Intergovernmental food aid organizations are key to addressing climate-change-induced food crises.
Climate change will have far-reaching effects on crop, livestock, and fisheries production, the prevalence of crop pests, food production systems, and food security. The World Bank (2017) reported that food shortages due to drought are severe enough to affect 80 million people per day. Currently, 400 extreme weather events occur on average each year, and global climate change continuously increases climate hazards. These effects are more severe in poor countries and result in problems including housing shortages, poverty, and famine (Oxfam 2018). This policy brief examines domestic, foreign, and technological aspects of solutions to potential food crises.
The impacts of extreme events due to climate change, such as droughts, floods, and typhoons, along with the temperature rise due to global warming, are especially important for food security.
Increasing socioeconomic factors, such as population and income, as well as the decline of the agriculture sector, relate to climate change and accelerate the food crisis.

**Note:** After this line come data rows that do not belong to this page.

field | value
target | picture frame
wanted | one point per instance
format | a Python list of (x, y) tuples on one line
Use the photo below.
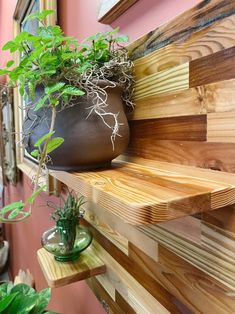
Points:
[(24, 163), (110, 10)]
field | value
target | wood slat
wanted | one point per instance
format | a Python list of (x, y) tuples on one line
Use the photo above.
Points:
[(204, 42), (216, 156), (212, 68), (59, 274), (107, 302), (144, 195), (215, 97), (221, 127), (174, 128), (136, 271), (182, 280), (171, 80), (181, 28)]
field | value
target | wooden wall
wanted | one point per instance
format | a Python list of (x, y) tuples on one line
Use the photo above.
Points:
[(185, 115)]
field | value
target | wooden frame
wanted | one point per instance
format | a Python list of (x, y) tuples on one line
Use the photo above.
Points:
[(24, 164), (7, 140), (109, 10)]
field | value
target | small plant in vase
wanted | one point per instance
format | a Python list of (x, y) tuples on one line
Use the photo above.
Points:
[(68, 238), (75, 99)]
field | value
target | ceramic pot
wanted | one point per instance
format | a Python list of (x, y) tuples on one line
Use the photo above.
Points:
[(66, 240), (87, 140)]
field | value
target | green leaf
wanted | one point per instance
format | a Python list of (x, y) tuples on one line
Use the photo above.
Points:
[(15, 213), (10, 63), (9, 45), (41, 102), (6, 301), (43, 138), (71, 90), (32, 198), (43, 300), (54, 143), (122, 39), (54, 88), (38, 15), (3, 72), (16, 205), (35, 153)]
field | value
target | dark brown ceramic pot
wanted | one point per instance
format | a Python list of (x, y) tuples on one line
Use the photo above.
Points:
[(87, 140)]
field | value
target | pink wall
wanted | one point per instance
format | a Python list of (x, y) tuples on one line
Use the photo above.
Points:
[(78, 18)]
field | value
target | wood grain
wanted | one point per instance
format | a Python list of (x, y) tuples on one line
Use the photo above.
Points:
[(136, 295), (206, 41), (221, 127), (123, 303), (181, 28), (207, 261), (118, 232), (110, 306), (216, 156), (215, 97), (144, 195), (212, 68), (167, 81), (116, 10), (174, 128), (60, 274), (137, 272), (198, 291)]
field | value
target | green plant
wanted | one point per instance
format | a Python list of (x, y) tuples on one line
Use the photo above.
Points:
[(70, 208), (22, 299), (66, 69)]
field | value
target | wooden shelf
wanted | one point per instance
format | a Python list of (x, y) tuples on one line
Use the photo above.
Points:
[(60, 274), (149, 192)]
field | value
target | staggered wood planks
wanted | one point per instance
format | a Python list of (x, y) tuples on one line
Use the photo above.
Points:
[(59, 274), (141, 194), (183, 122)]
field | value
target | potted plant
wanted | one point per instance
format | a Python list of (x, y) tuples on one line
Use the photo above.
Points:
[(22, 298), (74, 95), (68, 238)]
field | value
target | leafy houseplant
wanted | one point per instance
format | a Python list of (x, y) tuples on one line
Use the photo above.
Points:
[(65, 73), (67, 239), (23, 299)]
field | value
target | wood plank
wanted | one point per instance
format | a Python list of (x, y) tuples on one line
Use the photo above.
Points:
[(174, 128), (216, 37), (223, 219), (216, 156), (109, 305), (171, 80), (118, 232), (137, 272), (123, 303), (215, 97), (199, 292), (207, 261), (221, 127), (130, 289), (60, 274), (143, 195), (212, 68), (110, 11), (183, 26)]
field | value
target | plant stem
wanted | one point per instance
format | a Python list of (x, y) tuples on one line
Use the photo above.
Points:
[(44, 151)]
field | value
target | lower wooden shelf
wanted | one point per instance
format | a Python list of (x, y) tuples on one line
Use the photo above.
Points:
[(149, 192), (60, 274)]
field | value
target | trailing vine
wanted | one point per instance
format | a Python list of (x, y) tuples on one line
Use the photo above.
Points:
[(67, 70)]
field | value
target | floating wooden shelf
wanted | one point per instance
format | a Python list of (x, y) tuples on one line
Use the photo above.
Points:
[(60, 274), (152, 192)]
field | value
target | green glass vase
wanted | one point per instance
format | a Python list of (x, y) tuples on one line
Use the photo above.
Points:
[(66, 240)]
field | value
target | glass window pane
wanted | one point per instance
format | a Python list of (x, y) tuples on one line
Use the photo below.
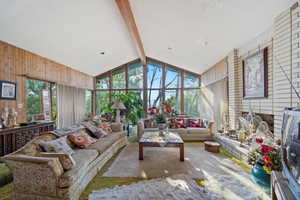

The challenges and impacts of climate change on agriculture can be categorized into (i) the inundation of agricultural land and saline intrusion due to sea level rise, (ii) desertification due to drought, (ii) flood damage and soil erosion, (iv) typhoon damage to food crops, cattle, and agricultural facilities, (v) reduced plant and livestock growth due to cold, and (vi) reduced yields due to pests and diseases.
During past Asian food crises, the government’s role has been to expand the cultivated area, develop and disseminate high-yielding seeds, and subsidize agriculture-related costs, such as those for fertilizer. The most important solution is using intergovernmental food aid organizations to establish international governance.